Transformer une obligation en avantage concurrentiel
Certes, la CSRD dicte de nombreuses exigences. Mais pour les entreprises qui joueront pleinement le jeu, elle offrira de nouvelles perspectives de croissance durable et de belles promesses : renforcer leur crédibilité vis-à-vis de leurs clients, attirer des investisseurs responsables et les futurs talents, partir à la conquête de nouveaux marchés, et même réinventer leur modèle économique.
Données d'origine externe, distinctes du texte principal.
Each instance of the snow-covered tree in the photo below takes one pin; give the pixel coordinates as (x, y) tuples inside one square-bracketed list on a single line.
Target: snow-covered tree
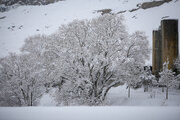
[(167, 78), (84, 59), (21, 78)]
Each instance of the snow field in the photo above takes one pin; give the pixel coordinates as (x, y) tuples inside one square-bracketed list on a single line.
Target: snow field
[(90, 113)]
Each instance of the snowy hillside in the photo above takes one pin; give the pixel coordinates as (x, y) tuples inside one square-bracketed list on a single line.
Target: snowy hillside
[(18, 24), (90, 113)]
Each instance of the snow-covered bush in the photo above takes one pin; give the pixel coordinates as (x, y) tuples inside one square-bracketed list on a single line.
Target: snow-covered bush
[(21, 80)]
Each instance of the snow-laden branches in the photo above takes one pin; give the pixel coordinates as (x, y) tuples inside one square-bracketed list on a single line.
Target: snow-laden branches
[(85, 58)]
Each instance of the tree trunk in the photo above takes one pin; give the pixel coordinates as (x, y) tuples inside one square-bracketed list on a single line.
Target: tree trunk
[(128, 91), (167, 93), (31, 99)]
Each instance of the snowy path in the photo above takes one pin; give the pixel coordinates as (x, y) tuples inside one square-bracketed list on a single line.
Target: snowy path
[(90, 113)]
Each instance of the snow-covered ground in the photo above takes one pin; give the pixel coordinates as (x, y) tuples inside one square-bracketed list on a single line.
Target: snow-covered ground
[(90, 113), (118, 96), (154, 97), (26, 21)]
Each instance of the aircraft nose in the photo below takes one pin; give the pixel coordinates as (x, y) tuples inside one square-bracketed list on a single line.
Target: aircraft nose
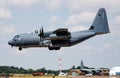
[(10, 42)]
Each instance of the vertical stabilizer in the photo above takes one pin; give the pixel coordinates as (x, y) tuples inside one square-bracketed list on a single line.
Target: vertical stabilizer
[(100, 23)]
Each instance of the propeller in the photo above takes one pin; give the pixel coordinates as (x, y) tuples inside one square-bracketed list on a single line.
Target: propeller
[(41, 33)]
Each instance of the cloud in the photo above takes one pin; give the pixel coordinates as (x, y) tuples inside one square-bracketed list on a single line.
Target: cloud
[(80, 5), (53, 19), (21, 3), (5, 13), (79, 18), (51, 4)]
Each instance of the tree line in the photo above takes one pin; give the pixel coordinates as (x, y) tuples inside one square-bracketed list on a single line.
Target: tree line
[(21, 70)]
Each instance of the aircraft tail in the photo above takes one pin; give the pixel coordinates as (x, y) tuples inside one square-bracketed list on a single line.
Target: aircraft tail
[(100, 23)]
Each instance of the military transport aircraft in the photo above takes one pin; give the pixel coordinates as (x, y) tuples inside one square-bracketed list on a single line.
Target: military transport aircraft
[(56, 39)]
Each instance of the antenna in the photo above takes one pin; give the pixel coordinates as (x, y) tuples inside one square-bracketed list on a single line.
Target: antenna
[(60, 65)]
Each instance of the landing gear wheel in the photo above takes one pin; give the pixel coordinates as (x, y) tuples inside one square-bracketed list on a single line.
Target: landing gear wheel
[(20, 48)]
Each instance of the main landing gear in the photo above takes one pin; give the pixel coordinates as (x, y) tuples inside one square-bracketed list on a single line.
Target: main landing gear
[(54, 48)]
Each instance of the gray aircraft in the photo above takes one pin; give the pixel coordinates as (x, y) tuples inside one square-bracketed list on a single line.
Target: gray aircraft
[(54, 40)]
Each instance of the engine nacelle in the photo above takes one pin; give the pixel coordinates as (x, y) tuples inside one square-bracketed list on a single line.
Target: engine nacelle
[(45, 43)]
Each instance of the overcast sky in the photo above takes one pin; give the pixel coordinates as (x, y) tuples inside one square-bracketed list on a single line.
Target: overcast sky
[(25, 16)]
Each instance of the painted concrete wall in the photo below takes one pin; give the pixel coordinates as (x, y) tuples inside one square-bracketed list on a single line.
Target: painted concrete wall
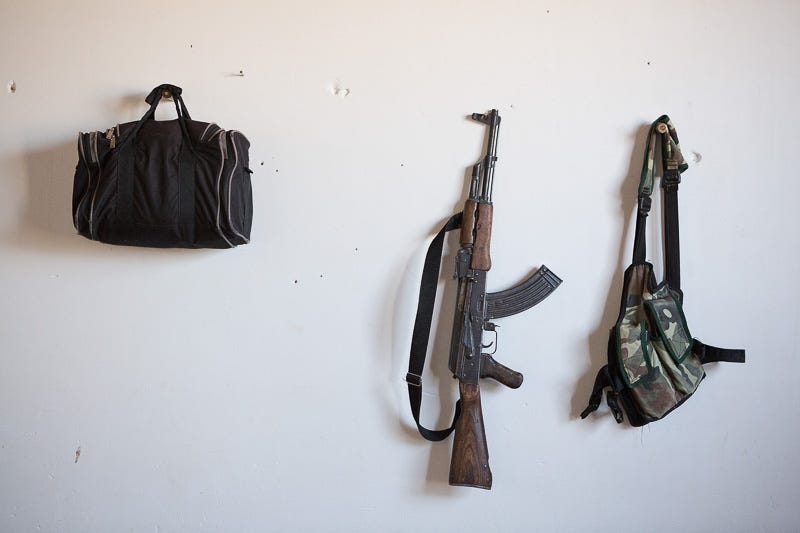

Nous vivons un moment charnière. Grâce à la mise en place d’indicateurs standardisés, la CSRD introduit un principe d’étalonnage facilitant la comparaison factuelle des entreprises ; ce qui devrait les inciter à aller plus loin dans leurs engagements en faveur du climat, de la biodiversité, des droits humains, de la diversité et de l’inclusion. Les entreprises qui sauront s’adapter ne seront pas seulement conformes. Elles seront reconnues parmi les pionnières, dans un monde où la durabilité s’impose chaque jour davantage comme une nécessité, et non un simple choix.
Avec la CSRD, l’Union européenne place la barre plus haut. À présent, c’est aux entreprises de prouver qu’elles vont se montrer à la hauteur des enjeux.